Btcd: A Full Alternative Bitcoin Implementation, Written In Go - waterlesscloud
http://bitcoinmagazine.com/btcd-a-full-bitcoin-alternative-written-in-go/
======
patio11
Interestingly, the main bitcoin developers generally treat other
implementations of the protocol as being suspect and more-than-possibly
threatening, since if you're not bug-for-bug compatible with the satoshi
client that is a security risk. This remains true even if you improve upon the
satoshi client with regards to, for example, hewing closer to the published
spec.

This might come as something of a surprise to many HNers, who would think "But
wait.
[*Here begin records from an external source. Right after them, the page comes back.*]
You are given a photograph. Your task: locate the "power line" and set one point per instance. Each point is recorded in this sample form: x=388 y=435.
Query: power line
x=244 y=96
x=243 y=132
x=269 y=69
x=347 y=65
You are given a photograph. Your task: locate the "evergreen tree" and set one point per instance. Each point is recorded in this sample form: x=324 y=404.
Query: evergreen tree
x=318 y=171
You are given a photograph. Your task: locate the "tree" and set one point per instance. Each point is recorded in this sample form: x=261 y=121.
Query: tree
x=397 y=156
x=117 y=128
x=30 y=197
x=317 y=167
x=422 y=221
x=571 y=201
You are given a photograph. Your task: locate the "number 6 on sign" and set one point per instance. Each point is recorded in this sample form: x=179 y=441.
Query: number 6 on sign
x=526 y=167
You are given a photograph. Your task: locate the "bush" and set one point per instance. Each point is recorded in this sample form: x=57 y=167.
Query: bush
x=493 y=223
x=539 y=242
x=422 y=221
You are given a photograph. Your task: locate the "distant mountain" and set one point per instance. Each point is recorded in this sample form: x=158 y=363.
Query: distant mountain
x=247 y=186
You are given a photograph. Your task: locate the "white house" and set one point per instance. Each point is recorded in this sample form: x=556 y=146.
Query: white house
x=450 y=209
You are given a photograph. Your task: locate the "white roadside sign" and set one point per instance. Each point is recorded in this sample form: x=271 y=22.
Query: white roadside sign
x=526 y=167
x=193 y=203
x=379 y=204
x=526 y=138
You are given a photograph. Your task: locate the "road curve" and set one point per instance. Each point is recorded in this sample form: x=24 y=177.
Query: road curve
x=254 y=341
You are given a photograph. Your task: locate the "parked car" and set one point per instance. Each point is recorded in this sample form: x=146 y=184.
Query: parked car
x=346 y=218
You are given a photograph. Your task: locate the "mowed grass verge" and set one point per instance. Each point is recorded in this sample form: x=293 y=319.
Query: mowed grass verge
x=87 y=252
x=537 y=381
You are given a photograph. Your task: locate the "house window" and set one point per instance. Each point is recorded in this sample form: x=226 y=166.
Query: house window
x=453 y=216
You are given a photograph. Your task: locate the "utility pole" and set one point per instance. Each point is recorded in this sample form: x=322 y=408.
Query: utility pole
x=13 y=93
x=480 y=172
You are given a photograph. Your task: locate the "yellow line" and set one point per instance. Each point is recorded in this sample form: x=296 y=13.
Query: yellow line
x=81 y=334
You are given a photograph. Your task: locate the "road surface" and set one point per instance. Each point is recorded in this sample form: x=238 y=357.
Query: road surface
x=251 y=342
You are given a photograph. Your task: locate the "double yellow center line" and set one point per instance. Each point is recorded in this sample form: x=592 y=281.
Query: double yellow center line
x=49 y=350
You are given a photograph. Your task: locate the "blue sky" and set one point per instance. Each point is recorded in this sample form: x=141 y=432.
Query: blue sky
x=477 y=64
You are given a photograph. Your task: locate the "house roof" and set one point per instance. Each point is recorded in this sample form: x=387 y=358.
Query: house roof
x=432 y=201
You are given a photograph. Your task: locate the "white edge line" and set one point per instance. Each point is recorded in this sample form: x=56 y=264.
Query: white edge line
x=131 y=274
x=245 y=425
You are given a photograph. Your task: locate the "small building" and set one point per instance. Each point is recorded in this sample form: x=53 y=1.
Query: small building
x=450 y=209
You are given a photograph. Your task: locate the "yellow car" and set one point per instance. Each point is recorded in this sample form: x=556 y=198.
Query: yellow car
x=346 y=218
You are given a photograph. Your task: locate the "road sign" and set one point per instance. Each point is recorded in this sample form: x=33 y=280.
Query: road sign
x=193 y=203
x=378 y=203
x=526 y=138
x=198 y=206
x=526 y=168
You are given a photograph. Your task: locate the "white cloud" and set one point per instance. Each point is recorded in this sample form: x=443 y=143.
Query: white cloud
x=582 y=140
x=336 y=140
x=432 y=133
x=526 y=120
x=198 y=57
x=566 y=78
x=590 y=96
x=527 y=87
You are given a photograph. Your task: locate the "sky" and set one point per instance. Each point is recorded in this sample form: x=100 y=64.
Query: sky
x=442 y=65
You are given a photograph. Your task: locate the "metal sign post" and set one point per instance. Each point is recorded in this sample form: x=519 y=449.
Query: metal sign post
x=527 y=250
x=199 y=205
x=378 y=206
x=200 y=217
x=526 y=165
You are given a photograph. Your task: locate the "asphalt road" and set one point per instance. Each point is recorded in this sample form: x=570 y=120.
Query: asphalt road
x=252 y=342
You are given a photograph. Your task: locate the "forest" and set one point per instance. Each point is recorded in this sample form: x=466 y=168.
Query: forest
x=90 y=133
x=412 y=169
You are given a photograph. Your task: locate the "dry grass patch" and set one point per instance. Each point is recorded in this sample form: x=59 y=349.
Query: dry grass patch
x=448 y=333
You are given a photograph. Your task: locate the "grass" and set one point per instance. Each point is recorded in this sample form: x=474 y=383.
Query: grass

The Internet would sort of suck if HTML5 were a purely advisory document
and failing to match IE6's actual behavior 100% of the time was a fatal flaw
in a browser." But, to quote a fairly representative post from their forums:

 _Any implementation needs to specifically test for uniformity with the
network: Bitcoin is a distributed consensus algorithm and differences in what
nodes accept or reject in the blockchain— things which would be minor harmless
behavioral differences in most software— can often result in fatal security
flaws where an attacker can move the nodes in question onto a separate fork
and double-spend their funds away or partition the network. This requires a
unusual level of care and system level tests.

Many of the most interesting cases are the great many things which must be
rejected as no amount of exposure to the live network will trigger those cases
(until an attacker exploits them to partition the network)._ (cite:
<https://bitcointalk.org/index.php?topic=192880.0>)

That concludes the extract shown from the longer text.